Claudia Castro Luna: Assiduously

 

From a coffee cup’s sweet bitterness into cold wind swept

knowing that the place you search and yearn for is nowhere, no

street names, no city gate. No degrees nor longitudinal measures

to speak of. A compass can be useless when you are lost. Nowhere

multiplies in your chest ravenous, like yeast. It hurts. The exact

second, your shadow on the pavement. Sometimes your life is a

minute ahead and a few days behind the place you want to be.

Sometimes things align and you want to tear a piece of the

shadow as you would a piece from a loaf of bread. But this place

you search has no replicable terrain, no map. It moves as you

move. A shapeshifter with a tropic of memory, a tropic of fear, a

meridian to decide you can and an equator to know you choose.

 
 

Discussion Questions

  • What does it feel like to have “your life [be] a minute ahead and a few days behind the place you want to be”?

  • What role does direction play in this piece? What has been your compass during this time of great uncertainty?

  • How has the pandemic or an illness altered time for you? For society?

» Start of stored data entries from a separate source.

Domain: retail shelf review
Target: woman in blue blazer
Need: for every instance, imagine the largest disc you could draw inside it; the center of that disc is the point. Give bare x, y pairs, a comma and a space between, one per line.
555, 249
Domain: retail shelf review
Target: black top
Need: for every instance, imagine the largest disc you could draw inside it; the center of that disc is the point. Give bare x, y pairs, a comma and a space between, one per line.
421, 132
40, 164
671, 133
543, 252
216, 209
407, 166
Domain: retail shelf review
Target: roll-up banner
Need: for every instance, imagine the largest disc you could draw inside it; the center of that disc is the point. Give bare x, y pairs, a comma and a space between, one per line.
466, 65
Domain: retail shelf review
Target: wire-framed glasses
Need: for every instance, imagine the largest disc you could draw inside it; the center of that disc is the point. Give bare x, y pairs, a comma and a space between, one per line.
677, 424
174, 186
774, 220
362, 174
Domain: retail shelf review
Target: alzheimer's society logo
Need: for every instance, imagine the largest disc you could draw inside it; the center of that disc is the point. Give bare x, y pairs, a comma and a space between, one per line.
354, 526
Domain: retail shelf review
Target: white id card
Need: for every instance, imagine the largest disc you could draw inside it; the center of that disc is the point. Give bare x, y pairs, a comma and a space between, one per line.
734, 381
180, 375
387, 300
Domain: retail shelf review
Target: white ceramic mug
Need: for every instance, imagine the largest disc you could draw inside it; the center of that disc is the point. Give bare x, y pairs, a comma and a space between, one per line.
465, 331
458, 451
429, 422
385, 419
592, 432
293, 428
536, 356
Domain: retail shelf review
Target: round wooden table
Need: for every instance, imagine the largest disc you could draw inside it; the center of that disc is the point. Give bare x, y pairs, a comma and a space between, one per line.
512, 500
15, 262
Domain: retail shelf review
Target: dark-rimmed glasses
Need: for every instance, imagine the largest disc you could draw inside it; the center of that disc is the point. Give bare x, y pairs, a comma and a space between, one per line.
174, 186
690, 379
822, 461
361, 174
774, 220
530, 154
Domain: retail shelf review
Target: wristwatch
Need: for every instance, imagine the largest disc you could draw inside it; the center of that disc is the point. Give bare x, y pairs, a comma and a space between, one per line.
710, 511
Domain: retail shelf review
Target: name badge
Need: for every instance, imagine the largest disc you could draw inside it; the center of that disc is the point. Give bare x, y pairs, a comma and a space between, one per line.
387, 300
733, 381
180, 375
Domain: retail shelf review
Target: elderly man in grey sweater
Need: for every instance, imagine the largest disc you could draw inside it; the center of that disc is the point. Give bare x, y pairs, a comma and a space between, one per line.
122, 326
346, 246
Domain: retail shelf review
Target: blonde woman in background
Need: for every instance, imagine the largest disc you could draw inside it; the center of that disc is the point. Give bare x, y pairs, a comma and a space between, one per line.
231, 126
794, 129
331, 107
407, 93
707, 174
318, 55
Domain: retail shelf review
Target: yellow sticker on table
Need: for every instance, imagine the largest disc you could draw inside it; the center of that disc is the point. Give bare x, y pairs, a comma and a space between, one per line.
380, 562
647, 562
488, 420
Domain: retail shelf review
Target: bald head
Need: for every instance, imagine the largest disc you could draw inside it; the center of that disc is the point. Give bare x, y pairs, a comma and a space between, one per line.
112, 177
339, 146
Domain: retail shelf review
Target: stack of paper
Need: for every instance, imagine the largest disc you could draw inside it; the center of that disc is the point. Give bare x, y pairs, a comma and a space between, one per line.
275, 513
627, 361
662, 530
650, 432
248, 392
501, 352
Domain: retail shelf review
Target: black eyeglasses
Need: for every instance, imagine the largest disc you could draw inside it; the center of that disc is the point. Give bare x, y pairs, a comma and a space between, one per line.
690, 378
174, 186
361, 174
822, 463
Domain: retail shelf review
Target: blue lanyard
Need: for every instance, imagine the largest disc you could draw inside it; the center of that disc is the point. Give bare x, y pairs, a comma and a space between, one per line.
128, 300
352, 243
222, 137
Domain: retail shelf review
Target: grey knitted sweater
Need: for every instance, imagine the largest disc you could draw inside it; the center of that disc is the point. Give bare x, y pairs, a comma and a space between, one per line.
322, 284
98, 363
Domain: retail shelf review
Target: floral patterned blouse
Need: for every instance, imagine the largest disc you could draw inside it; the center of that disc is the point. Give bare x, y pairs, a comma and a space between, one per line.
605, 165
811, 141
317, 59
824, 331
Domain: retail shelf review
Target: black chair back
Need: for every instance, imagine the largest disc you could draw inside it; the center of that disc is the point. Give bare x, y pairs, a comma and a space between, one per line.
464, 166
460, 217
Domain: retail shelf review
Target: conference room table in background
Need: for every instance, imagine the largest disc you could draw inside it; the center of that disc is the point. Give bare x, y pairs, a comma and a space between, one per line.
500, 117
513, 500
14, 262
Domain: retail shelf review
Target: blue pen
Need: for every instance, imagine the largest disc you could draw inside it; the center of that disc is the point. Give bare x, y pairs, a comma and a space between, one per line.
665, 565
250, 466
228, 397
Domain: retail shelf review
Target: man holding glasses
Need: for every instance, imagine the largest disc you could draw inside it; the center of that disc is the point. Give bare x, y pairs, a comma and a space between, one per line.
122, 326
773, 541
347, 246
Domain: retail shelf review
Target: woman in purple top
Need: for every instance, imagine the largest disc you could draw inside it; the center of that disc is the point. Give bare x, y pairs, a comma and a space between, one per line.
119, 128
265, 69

Reflections from #MedHumChat

“This line resonates with me in relation to parenting. Especially now, during the pandemic. So many competing timelines—at work with patients, at home managing school for my young children, worrying about my elderly parents…hard to remain in the present.” —@marypanwriter

“as a couple of others have expressed, this line made me think of how we forge ahead in life, as work and life demand require, while our emotional processing can lag a bit behind. It’s tough to stay on track and build time for reflection, which can’t be rushed” —@juliagracecohn

“My last year of residency helped me define my values. That has been my 'true North' since. Whenever I lose sight of what I am in this moment, I go back to that time where for a moment, just a gloriously tiny magical moment, the world made sense. And then I go on.” —@JarnaShahMD

“My compass in this pandemic points in the direction of hope. That people begin understanding severity, things get better, loved ones get closure, lessons are learned. It’s hard, compass feels rusty.” —@nidhipat19

About this #MedHumChat

“Assiduously” was paired with “Solving for X” by Pam Durban for a #MedHumChat discussion over A Question of Time on November 18, 2020.

The pieces for this chat and the discussion questions were curated by Mary Pan (@marypanwriter).

About the Author

Claudia Castro Luna is the author of Killing Marías and This City as well as an Academy of American Poets Laureate Fellow. She currently teaches at Seattle University and serves as the poet laureate of Washington State.